This is the second year of the Combating Gender Based Violence program he manages. In the first year, Fred and his colleagues, Rose and Tumaini, were reaching out to the villages of Rorya District to teach people about gender based violence to try to reduce it. They discovered as they helped victims and talked to oppressors that the systems intended to intervene for the protection and justice of the victims were broken. The illiterate woman in the village whose husband beat her so badly she was living with an untreated broken leg could not access the village elders, the police or the courts which might help her and her children. So at the end of the first year of the program, Fred's team decided that they would apply for a second round of funding with the intention of trying to smooth the way for victims to receive the help, protection and restitution they need.
One of the ways they are doing that is through equipping the Gender Officers at the local police stations. They met an amazing, inspiring police officer named Saumu (wearing a navy blazer and white head covering in the photo below). They brought her some resources for her office, and she was very appreciative and helpful as they discussed how to better equip the well-intentioned officers dealing with an overwhelming and emotionally draining case load. These officers have few resources to seek out the cases they're meant to be addressing and often suffer uncertainty as they balance traditional solutions to marital and family conflict with the national laws for the protection of women and children.
Fred's plan was to create "GBV Hotlines" by giving each Gender officer a new mobile phone with a phone number which would be publicized throughout the district so that people would have emergency access to the appropriate, trained police officer. An opportunity came to partner with the mobile company Tigo, which donated nice phones on which the officers can take photos to support their cases and also access the app WhatsApp.
|The day Fred (front, NOT in uniform), Rose (second row in teal blazer) and Tumaini (second row, giant smile) came to|
deliver the phones, they found all the district police officials had come to make it an official event.
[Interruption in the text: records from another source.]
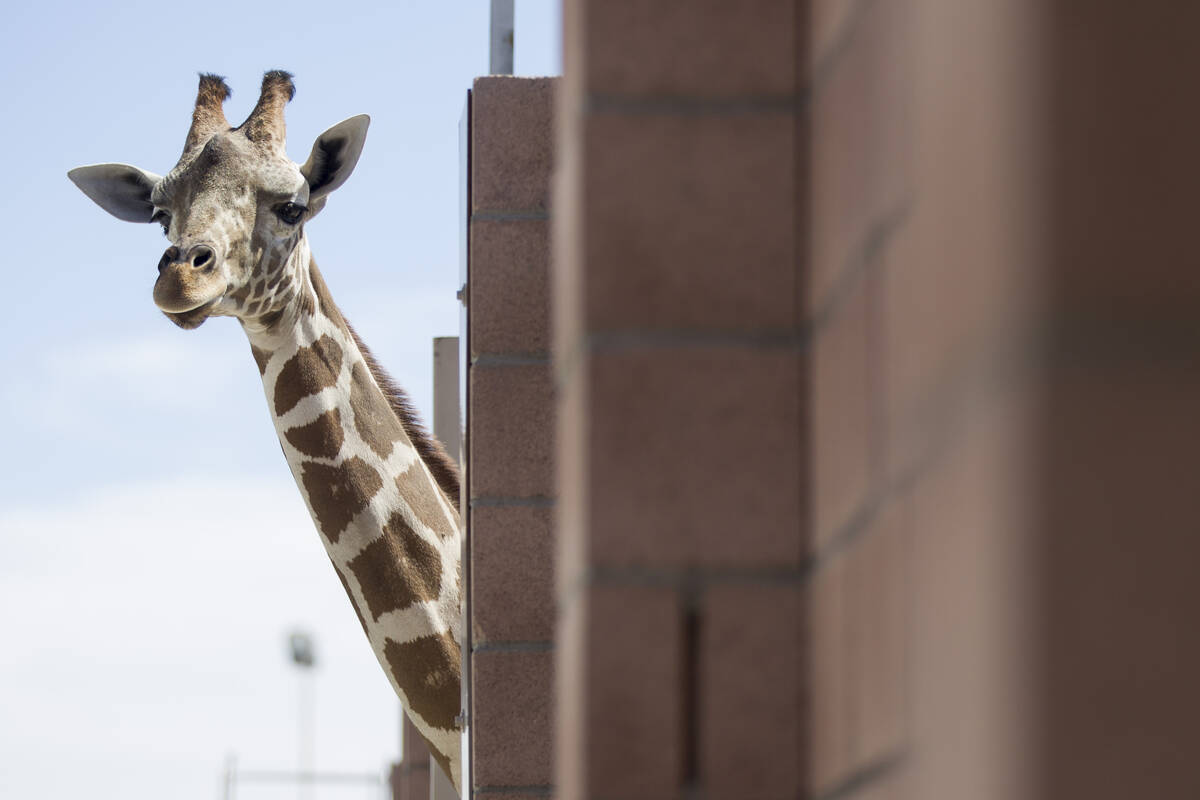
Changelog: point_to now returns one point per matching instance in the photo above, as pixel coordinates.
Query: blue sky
(156, 549)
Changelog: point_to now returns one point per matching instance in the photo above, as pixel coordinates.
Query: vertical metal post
(447, 427)
(501, 54)
(447, 408)
(231, 777)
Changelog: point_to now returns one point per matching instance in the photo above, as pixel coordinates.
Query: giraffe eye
(291, 212)
(162, 218)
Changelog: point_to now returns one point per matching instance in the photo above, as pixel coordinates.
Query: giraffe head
(233, 208)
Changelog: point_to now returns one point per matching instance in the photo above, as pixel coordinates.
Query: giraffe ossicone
(381, 489)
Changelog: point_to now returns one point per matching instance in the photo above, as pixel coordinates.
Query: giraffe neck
(390, 531)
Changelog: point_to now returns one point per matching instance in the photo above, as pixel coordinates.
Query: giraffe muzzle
(189, 281)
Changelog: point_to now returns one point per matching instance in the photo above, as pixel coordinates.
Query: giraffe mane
(429, 447)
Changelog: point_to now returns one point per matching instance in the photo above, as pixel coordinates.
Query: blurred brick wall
(876, 334)
(510, 434)
(681, 348)
(409, 779)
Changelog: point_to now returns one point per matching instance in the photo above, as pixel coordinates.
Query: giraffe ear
(334, 156)
(120, 190)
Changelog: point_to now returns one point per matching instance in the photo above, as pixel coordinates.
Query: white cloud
(144, 638)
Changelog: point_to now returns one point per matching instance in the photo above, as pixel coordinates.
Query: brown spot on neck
(261, 358)
(373, 417)
(322, 438)
(427, 669)
(397, 570)
(311, 370)
(337, 494)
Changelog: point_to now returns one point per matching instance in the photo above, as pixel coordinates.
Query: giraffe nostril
(203, 258)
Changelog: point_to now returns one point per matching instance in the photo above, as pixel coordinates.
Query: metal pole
(231, 777)
(447, 408)
(307, 732)
(447, 427)
(501, 56)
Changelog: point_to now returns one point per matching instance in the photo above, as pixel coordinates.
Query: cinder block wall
(510, 435)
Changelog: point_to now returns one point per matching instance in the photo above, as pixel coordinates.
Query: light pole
(304, 656)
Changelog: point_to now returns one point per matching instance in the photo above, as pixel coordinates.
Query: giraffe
(382, 491)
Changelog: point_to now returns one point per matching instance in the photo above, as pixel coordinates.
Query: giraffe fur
(382, 492)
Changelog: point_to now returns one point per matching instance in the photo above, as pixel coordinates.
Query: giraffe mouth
(191, 319)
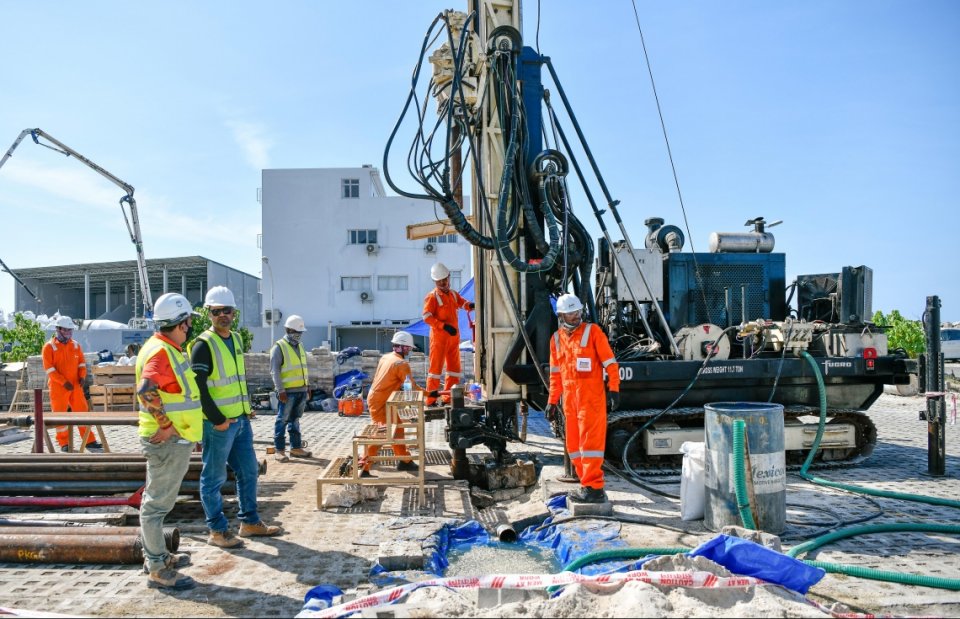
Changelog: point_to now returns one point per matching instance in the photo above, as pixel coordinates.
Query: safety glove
(552, 411)
(613, 400)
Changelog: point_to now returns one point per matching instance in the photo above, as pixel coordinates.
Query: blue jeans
(288, 418)
(167, 463)
(234, 447)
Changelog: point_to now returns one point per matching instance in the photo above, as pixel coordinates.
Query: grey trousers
(167, 463)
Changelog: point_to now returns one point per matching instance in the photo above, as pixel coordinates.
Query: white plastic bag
(692, 488)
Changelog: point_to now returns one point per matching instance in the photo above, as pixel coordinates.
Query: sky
(840, 118)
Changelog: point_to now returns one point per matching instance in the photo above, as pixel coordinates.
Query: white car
(950, 343)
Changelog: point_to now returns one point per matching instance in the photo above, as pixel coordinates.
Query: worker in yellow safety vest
(288, 368)
(171, 423)
(217, 359)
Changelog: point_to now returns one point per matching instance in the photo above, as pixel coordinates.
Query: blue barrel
(767, 472)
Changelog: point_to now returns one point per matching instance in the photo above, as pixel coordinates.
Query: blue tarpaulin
(422, 328)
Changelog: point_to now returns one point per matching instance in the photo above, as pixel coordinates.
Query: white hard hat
(64, 322)
(219, 296)
(439, 271)
(568, 303)
(295, 323)
(172, 309)
(402, 338)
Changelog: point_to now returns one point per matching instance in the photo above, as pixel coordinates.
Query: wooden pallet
(404, 410)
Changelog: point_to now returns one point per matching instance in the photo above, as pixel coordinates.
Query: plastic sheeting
(576, 538)
(748, 558)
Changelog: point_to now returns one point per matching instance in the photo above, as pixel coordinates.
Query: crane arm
(127, 202)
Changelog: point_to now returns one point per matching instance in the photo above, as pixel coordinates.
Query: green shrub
(24, 339)
(902, 332)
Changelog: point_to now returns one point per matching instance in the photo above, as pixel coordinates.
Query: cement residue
(489, 559)
(682, 563)
(630, 599)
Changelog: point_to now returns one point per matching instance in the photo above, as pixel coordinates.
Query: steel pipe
(61, 488)
(106, 549)
(171, 535)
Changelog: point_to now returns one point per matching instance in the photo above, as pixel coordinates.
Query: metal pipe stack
(108, 545)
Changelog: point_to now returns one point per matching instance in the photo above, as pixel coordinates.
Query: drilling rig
(688, 328)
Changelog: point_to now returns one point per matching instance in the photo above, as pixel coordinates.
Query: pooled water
(500, 558)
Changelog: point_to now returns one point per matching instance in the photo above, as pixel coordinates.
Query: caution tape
(540, 581)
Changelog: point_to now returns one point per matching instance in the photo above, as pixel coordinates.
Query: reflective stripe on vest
(183, 409)
(293, 371)
(228, 380)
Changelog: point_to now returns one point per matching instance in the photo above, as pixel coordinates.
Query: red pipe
(66, 501)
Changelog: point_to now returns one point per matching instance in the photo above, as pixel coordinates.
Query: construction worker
(288, 368)
(393, 370)
(217, 359)
(579, 355)
(440, 312)
(66, 373)
(171, 423)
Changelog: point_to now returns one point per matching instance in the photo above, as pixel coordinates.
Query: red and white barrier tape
(541, 581)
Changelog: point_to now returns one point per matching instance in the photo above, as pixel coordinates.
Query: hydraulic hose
(740, 477)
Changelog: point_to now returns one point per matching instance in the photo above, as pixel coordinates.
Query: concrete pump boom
(132, 220)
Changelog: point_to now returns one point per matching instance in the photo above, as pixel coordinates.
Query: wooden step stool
(404, 410)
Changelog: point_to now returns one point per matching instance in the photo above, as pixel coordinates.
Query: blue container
(765, 469)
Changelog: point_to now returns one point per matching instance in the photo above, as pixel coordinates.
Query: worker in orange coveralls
(579, 355)
(440, 312)
(392, 371)
(66, 372)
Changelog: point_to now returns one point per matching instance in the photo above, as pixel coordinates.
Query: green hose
(740, 477)
(617, 553)
(816, 445)
(864, 572)
(855, 570)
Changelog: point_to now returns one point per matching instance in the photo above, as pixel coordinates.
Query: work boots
(589, 495)
(224, 539)
(173, 561)
(169, 578)
(258, 530)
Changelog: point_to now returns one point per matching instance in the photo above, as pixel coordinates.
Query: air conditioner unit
(272, 316)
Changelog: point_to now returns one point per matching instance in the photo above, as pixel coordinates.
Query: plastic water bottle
(319, 598)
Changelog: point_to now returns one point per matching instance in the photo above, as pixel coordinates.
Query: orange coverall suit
(577, 361)
(392, 370)
(440, 308)
(64, 363)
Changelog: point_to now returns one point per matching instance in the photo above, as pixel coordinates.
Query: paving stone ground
(268, 577)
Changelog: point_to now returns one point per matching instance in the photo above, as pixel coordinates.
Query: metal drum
(765, 468)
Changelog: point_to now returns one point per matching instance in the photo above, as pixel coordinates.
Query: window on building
(392, 282)
(351, 188)
(362, 237)
(355, 283)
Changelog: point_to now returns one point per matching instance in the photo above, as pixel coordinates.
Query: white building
(335, 251)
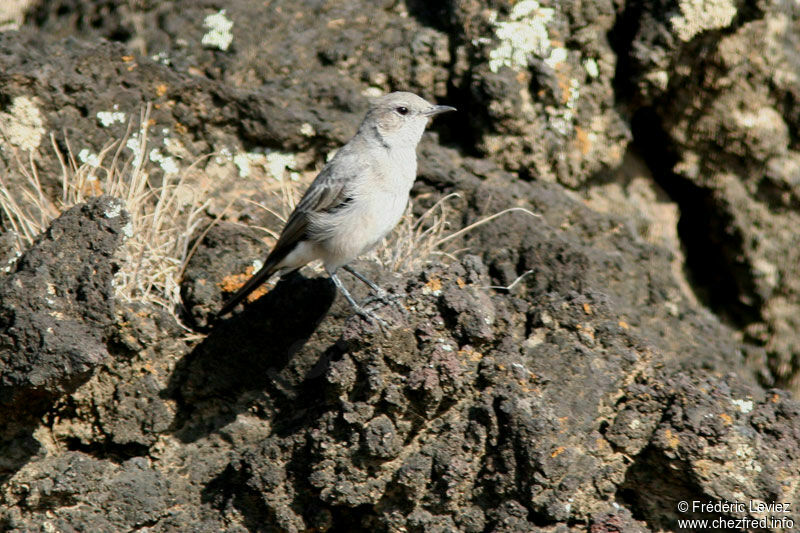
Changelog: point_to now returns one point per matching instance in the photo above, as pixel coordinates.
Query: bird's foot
(383, 297)
(371, 317)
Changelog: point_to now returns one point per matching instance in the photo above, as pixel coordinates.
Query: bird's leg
(380, 293)
(372, 317)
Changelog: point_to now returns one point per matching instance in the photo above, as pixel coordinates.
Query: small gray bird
(357, 198)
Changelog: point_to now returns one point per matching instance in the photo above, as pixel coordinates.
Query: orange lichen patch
(435, 284)
(565, 84)
(234, 282)
(470, 353)
(672, 440)
(582, 138)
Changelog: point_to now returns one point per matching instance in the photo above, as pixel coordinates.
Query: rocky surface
(627, 343)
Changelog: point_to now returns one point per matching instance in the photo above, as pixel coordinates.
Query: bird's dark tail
(269, 268)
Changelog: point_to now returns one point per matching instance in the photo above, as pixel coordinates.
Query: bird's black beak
(438, 109)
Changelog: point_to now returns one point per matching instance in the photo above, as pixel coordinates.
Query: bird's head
(400, 118)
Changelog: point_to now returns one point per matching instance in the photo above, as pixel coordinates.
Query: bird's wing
(327, 193)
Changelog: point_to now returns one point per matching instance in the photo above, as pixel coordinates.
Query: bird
(358, 197)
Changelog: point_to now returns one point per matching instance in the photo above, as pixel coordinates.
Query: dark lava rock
(563, 373)
(56, 307)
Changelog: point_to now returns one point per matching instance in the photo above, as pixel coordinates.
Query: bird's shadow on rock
(244, 359)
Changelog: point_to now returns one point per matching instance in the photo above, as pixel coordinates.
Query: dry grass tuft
(163, 217)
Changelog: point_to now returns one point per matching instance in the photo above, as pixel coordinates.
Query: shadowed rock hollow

WhatsApp is a mix between text messaging and chatting, and it allows for groups to communicate with all members simultaneously. All of the officers who received phones have a group on WhatsApp where they can compare notes, brainstorm together, and support one another. The response has been pretty incredible. One officer recently wrote "I have a case of a woman who became pregnant and the father abandoned the woman and baby. Now the child is two years old and the father has come demanding the baby to be taken the the grandmother [the father's mother]. I refused him custody based on the 1998 Act for Protection of Women and Children. Is the the right justification? What do you all think?" (This isn't an exact quote, as it's translated and summarized.) Many of his fellow officers responded to encourage him in his interpretation of the law.
Fred's job is often tedious, involving many more days of budgets and reports than days that feel like he's changing the world, but he is really proud of this solution, with good reason. He is the central cog linking international donors, the police force, a national mobile phone company and the victims of gender based violence in an innovative way that actually makes a difference! This idea is so interesting to people, that they're going to be on local radio and national news.
God has given Fred an incredible, creative mind and the drive and backbone to bring his ideas about. I'm so proud of him and proud to be his wife!